APPFL: Open-Source Software Framework for Privacy-Preserving Federated Learning
This framework addresses the need for flexible and scalable privacy-preserving FL tools, particularly in domains like biomedicine and smart grid where data sharing is restricted, though it is incremental as it builds on existing FL research.
The authors introduced APPFL, an open-source software framework for privacy-preserving federated learning, which enables users to implement and deploy FL algorithms with privacy techniques and includes a new communication-efficient algorithm that reduces server-client communication compared to state-of-the-art methods.

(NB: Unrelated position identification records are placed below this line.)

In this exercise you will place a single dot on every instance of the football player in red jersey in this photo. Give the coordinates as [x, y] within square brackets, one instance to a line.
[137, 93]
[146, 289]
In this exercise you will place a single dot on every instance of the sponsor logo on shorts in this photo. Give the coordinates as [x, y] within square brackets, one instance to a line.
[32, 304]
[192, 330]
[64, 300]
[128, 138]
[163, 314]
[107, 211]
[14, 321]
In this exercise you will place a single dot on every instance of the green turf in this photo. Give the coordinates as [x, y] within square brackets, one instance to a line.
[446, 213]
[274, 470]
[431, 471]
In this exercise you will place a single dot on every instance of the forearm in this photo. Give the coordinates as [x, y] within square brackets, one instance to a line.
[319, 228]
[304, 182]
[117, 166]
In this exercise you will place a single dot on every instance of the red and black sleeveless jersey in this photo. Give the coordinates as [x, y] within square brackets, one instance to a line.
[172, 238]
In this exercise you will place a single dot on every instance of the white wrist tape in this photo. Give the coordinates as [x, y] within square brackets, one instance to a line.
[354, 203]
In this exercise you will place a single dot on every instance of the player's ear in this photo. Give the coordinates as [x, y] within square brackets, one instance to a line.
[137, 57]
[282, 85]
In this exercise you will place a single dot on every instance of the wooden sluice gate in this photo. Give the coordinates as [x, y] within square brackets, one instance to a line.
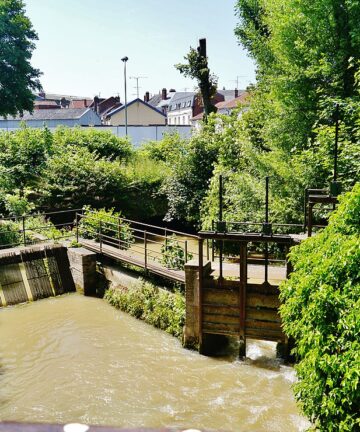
[237, 308]
[34, 273]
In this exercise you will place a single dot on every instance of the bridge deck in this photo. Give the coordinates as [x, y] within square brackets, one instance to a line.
[131, 257]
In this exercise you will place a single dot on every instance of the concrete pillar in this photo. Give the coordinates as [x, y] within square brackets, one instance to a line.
[83, 269]
[192, 298]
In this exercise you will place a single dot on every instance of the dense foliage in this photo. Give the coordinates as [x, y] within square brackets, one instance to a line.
[74, 167]
[158, 307]
[197, 67]
[321, 312]
[107, 223]
[18, 79]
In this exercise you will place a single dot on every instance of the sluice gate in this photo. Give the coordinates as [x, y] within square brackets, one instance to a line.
[34, 273]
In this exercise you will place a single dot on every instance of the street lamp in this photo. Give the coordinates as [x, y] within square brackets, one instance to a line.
[125, 59]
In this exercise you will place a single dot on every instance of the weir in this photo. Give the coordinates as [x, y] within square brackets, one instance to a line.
[34, 273]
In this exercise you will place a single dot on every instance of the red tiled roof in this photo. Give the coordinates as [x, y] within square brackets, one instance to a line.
[231, 104]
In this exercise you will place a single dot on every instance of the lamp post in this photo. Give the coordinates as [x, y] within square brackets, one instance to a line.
[125, 59]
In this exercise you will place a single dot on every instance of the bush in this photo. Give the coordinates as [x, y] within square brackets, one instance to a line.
[103, 143]
[109, 220]
[172, 254]
[321, 311]
[158, 307]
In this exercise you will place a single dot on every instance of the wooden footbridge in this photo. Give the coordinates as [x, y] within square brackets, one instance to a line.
[231, 288]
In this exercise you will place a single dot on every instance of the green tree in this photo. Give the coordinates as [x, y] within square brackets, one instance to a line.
[321, 312]
[18, 79]
[197, 68]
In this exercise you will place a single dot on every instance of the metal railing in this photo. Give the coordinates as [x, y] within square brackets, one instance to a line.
[36, 228]
[147, 243]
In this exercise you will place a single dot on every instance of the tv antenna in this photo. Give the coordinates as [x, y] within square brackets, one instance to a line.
[237, 80]
[137, 84]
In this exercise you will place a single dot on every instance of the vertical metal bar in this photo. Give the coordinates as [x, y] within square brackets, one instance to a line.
[77, 227]
[212, 244]
[306, 196]
[145, 250]
[267, 200]
[201, 278]
[266, 262]
[24, 232]
[100, 235]
[119, 232]
[221, 245]
[220, 197]
[242, 299]
[310, 219]
[336, 140]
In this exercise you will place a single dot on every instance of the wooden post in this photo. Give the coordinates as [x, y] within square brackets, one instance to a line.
[242, 298]
[310, 219]
[24, 233]
[77, 227]
[212, 244]
[100, 236]
[201, 278]
[145, 250]
[119, 232]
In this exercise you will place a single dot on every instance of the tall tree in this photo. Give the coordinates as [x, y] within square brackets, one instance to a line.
[18, 79]
[197, 68]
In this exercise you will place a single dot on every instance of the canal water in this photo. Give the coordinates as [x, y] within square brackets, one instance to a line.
[75, 358]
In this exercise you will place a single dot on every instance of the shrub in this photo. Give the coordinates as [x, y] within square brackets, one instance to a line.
[321, 311]
[103, 143]
[112, 225]
[172, 254]
[158, 307]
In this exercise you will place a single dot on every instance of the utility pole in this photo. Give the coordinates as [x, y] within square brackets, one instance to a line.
[237, 80]
[137, 84]
[124, 60]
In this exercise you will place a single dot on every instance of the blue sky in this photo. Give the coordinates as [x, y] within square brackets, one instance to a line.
[81, 43]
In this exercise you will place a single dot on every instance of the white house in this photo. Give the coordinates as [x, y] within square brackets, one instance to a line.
[52, 118]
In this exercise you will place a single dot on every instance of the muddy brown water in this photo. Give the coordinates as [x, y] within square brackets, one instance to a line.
[74, 358]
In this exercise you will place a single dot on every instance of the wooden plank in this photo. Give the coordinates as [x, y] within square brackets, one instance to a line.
[220, 309]
[264, 288]
[225, 297]
[263, 315]
[261, 300]
[12, 284]
[265, 335]
[267, 325]
[231, 328]
[36, 274]
[59, 268]
[221, 319]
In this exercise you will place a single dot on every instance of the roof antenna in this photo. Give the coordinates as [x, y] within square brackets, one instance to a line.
[267, 226]
[335, 186]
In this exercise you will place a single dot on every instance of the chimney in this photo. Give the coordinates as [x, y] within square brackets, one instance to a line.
[96, 104]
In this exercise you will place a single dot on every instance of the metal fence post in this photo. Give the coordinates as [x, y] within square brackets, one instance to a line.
[77, 227]
[24, 233]
[119, 232]
[145, 250]
[100, 236]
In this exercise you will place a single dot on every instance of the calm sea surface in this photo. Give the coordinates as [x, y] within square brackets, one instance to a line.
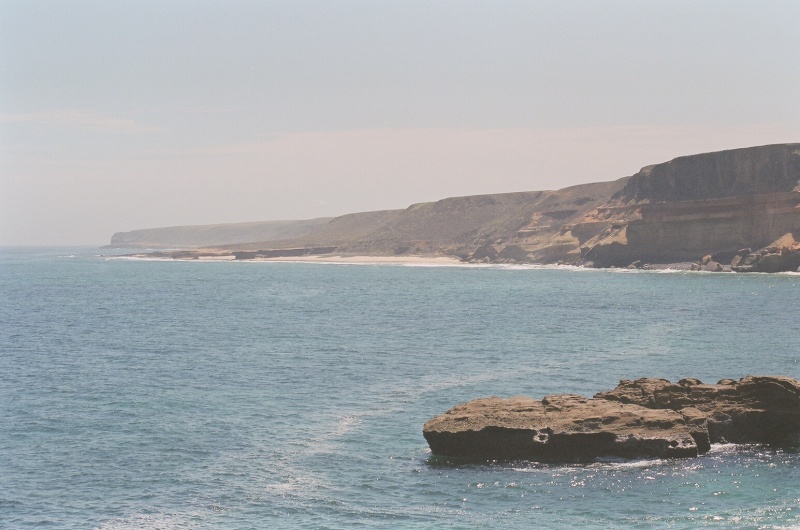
[147, 394]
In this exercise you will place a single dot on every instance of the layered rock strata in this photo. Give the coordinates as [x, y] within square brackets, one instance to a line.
[646, 418]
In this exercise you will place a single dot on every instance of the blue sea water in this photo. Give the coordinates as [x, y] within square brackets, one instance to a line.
[172, 395]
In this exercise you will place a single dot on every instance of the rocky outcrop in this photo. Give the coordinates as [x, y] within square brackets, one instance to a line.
[646, 418]
[755, 409]
[782, 255]
[561, 428]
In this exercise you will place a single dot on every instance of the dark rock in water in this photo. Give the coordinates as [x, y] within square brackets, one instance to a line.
[485, 251]
[712, 266]
[755, 409]
[782, 255]
[646, 418]
[560, 428]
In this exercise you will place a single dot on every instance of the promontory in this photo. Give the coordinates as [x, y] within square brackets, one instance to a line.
[729, 210]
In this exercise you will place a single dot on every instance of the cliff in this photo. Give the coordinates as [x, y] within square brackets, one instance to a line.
[714, 203]
[682, 210]
[199, 236]
[645, 418]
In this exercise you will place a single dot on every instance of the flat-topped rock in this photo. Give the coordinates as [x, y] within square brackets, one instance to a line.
[558, 428]
[646, 418]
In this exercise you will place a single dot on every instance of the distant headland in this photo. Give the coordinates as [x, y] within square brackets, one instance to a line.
[736, 210]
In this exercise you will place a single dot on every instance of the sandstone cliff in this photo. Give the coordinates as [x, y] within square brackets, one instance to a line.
[708, 204]
[215, 235]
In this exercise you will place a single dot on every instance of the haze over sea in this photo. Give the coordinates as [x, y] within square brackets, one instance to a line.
[158, 394]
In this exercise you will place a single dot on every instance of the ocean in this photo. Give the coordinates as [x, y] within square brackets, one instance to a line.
[238, 395]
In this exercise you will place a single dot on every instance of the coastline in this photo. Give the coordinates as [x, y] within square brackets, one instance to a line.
[328, 258]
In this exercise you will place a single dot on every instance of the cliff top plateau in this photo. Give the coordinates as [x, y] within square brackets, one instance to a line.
[711, 204]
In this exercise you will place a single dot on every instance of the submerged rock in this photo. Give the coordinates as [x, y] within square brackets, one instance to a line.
[646, 418]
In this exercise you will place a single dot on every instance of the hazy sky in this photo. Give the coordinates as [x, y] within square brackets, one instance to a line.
[135, 114]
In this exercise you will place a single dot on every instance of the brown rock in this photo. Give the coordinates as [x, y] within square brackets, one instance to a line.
[561, 428]
[756, 409]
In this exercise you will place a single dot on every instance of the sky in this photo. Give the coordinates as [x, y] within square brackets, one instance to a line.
[122, 115]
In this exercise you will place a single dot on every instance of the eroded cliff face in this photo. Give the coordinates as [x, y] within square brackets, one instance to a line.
[681, 210]
[714, 203]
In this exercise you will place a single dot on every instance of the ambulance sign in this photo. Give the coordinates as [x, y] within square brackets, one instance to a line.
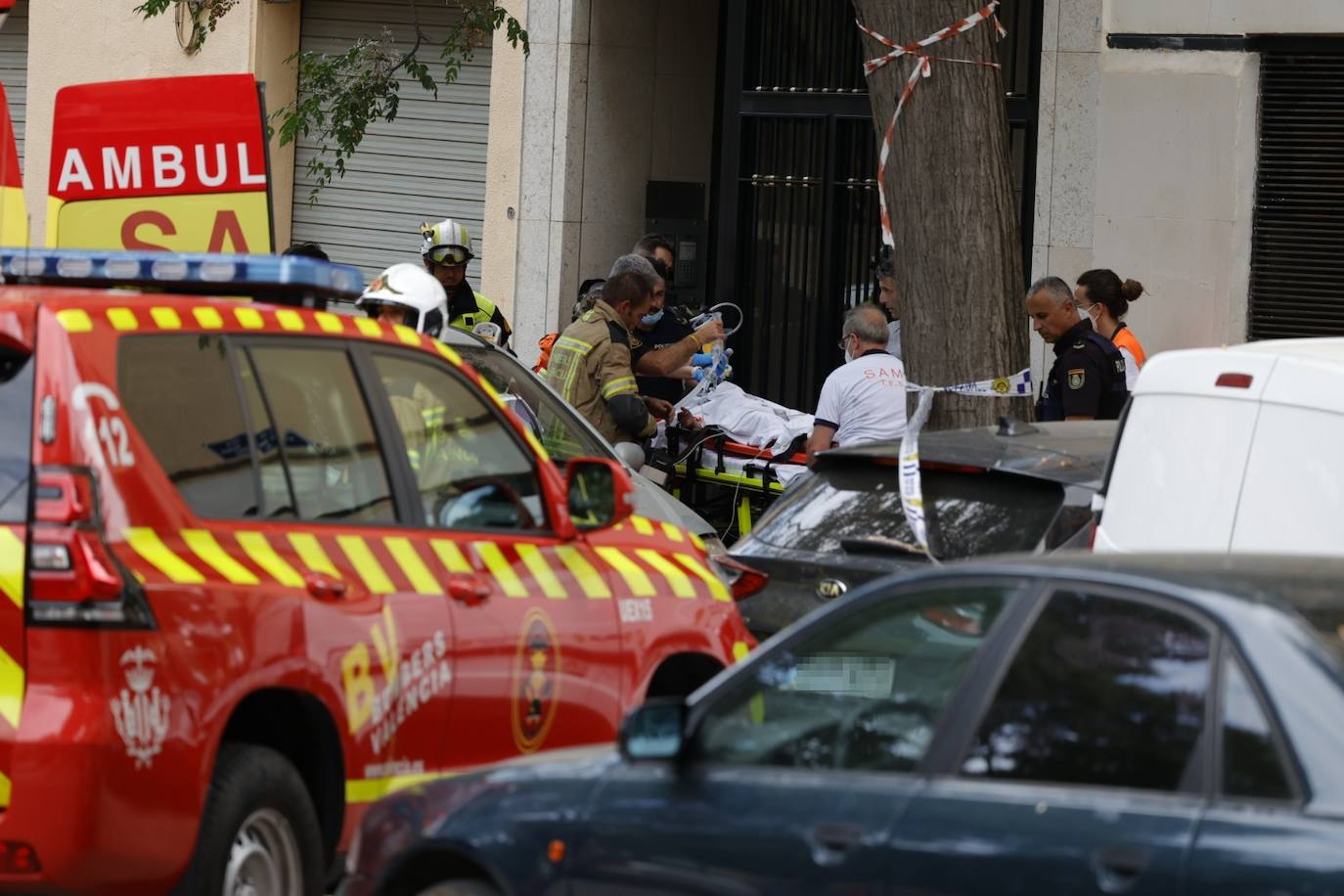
[175, 164]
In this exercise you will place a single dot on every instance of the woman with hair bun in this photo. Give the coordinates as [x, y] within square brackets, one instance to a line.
[1105, 301]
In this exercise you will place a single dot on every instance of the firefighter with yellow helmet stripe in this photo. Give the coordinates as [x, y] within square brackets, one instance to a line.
[446, 248]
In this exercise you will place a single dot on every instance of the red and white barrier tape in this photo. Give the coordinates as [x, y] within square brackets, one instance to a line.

Federated learning (FL) enables training models at different sites and updating the weights from the training instead of transferring data to a central location and training as in classical machine learning. The FL capability is especially important to domains such as biomedicine and smart grid, where data may not be shared freely or stored at a central location because of policy challenges. Thanks to the capability of learning from decentralized datasets, FL is now a rapidly growing research field, and numerous FL frameworks have been developed. In this work, we introduce APPFL, the Argonne Privacy-Preserving Federated Learning framework. APPFL allows users to leverage implemented privacy-preserving algorithms, implement new algorithms, and simulate and deploy various FL algorithms with privacy-preserving techniques. The modular framework enables users to customize the components for algorithms, privacy, communication protocols, neural network models, and user data. We also present a new communication-efficient algorithm based on an inexact alternating direction method of multipliers. The algorithm requires significantly less communication between the server and the clients than does the current state of the art. We demonstrate the computational capabilities of APPFL, including differentially private FL on various test datasets and its scalability, by using multiple algorithms and datasets on different computing environments.